Hot Scalability Links For Oct 8, 2010

  • So what happened at the Surge 2010 Conference? A lot...
  • Quotable quotes for 200 Alex:
    • postwait: That which cannot be measured cannot be scaled.
    • gsylvest: Cameron Purdy:Instead of performance, think about scalability. Michael Nygaard:Instead of scalability, think of response time distributions
    • jkalucki: Sometimes this job is a bit too much like high-energy physics: Blast the invisible with a beam of hell fury, then decode the backscatter.
    • DrHayt: Shard for availability, not scalability. Do what is necessary to make sure that your shards to not share the same failure domain.
  • Coda Hale insists You Can't Sacrifice Partition ToleranceWhat I'd like to see, though, is far fewer people unknowingly describing their systems as logical impossibilities.

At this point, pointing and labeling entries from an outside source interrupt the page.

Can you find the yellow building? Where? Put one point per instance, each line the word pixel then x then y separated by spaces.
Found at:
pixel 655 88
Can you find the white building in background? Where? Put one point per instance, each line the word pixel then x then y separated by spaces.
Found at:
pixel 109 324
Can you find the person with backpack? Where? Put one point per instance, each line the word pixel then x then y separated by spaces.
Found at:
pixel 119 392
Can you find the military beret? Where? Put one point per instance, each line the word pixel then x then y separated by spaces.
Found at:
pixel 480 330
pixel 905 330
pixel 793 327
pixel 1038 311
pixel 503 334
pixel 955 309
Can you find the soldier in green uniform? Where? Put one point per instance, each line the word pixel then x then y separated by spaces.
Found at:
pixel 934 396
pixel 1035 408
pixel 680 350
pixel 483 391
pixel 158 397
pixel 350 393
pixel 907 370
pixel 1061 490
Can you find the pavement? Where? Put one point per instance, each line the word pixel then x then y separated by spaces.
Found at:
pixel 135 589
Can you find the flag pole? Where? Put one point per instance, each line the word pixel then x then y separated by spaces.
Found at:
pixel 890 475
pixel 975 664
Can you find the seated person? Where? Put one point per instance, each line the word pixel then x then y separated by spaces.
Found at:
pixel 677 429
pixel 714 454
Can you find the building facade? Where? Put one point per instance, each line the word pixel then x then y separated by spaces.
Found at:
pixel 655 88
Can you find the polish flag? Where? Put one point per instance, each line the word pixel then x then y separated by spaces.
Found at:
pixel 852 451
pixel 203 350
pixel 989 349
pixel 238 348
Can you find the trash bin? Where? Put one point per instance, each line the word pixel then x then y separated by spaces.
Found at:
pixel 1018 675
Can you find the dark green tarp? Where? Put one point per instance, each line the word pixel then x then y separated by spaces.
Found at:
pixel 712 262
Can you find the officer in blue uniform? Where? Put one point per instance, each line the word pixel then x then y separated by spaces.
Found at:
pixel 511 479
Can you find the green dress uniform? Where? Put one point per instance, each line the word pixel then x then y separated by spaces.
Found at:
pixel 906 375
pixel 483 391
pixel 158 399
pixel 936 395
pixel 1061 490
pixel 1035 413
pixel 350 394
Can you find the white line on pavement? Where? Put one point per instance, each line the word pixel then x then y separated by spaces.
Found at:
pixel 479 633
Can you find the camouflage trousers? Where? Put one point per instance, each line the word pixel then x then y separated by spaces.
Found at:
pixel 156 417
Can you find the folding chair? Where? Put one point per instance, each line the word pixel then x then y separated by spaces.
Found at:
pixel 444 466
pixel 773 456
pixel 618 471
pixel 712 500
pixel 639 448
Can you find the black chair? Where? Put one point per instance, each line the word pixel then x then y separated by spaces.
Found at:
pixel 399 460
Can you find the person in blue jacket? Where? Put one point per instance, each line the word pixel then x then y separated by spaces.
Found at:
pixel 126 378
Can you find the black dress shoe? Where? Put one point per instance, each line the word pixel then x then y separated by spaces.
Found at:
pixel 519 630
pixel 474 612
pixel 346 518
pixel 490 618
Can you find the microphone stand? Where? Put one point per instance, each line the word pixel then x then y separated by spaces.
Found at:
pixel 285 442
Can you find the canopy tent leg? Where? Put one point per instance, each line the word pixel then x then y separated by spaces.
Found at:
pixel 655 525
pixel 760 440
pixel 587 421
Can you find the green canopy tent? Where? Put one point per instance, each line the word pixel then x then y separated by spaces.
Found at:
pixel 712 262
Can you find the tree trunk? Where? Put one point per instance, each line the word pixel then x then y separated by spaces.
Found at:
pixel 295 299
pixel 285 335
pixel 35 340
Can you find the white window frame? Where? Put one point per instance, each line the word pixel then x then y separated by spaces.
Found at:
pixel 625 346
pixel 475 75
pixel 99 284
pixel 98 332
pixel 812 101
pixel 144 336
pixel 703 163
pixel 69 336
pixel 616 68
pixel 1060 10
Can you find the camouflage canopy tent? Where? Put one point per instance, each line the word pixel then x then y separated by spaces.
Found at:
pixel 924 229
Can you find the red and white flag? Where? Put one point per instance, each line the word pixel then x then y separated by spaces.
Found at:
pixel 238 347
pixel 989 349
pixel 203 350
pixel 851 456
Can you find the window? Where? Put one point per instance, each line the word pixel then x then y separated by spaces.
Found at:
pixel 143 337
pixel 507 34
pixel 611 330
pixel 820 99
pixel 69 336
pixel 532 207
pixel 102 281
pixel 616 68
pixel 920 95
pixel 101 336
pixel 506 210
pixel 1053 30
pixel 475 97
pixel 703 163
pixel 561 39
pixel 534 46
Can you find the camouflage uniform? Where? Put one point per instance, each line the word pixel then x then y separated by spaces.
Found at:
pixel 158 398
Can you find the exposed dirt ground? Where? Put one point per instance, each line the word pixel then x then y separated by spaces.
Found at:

  • Royans Tharakan has opensourced Cfmap: Publishing, discovering and dashboarding infrastructure state. Cfmap is a scalable, eventually consistent and a fault tolerant repository of state information for error-free configuration for architectures that span multiple datacenters. As virtualization and services oriented architectures have become more common this kind of service has become essential.
  • Modeling relationships in App Engine. Nick Johnson with a succinct look at how to express 1-1, 1-M, M-M on GAE.
  • Jonathan Hsieh on Using Flume to Collect Apache 2 Web Server Logs. Collecting and doing anything useful with massive streams of server log data is consumed a tremendous number of programmer years of effort. Use Flume and Hadoop to do it on the cheap.
  • Kenn Ejima with Thoughts on Redis. The gist was: Use Redis for small datasets that don’t grow fast (stay far less than 1GB). Have at least 2x memory than the dataset. Use default snapshotting and disable AOF. Jeff Darcy replies with: Use Redis for small datasets (less than 50GB this year) that don’t need to be highly available, have memory at least 2x your actual dataset (until the snapshot implementation improves), use frequent snapshotting or AOF (depending on your need for performance vs. durability – not both) and always avoid overcommit.
  • Gunther on The Universal Scalability Law. A lot of people use the term "scalability" without clearly defining it, let alone defining it quantitatively. Computer system scalability must be quantified. If you can't quantify it, you can't guarantee it. The universal law of computational scaling provides that quantification.
  • MongoSV is a full-day conference about the open source database MongoDB, December 3, 2010, Microsoft Research Silicon Valley. 
  • Cassandra has documentation!  Audible cheers reportedly went up at the Cassandra Summit when this was announced.
  • I hadn't really considered how big The Year IPV6 problem will be (http://packetpushers.net/). Not necessarily at the network level as most of the operating systems and switches etc can handle it, but think of all those scripts that hardcode IPV4 regexes? Think of all those tools like Nagios, syslog, etc using IPV4.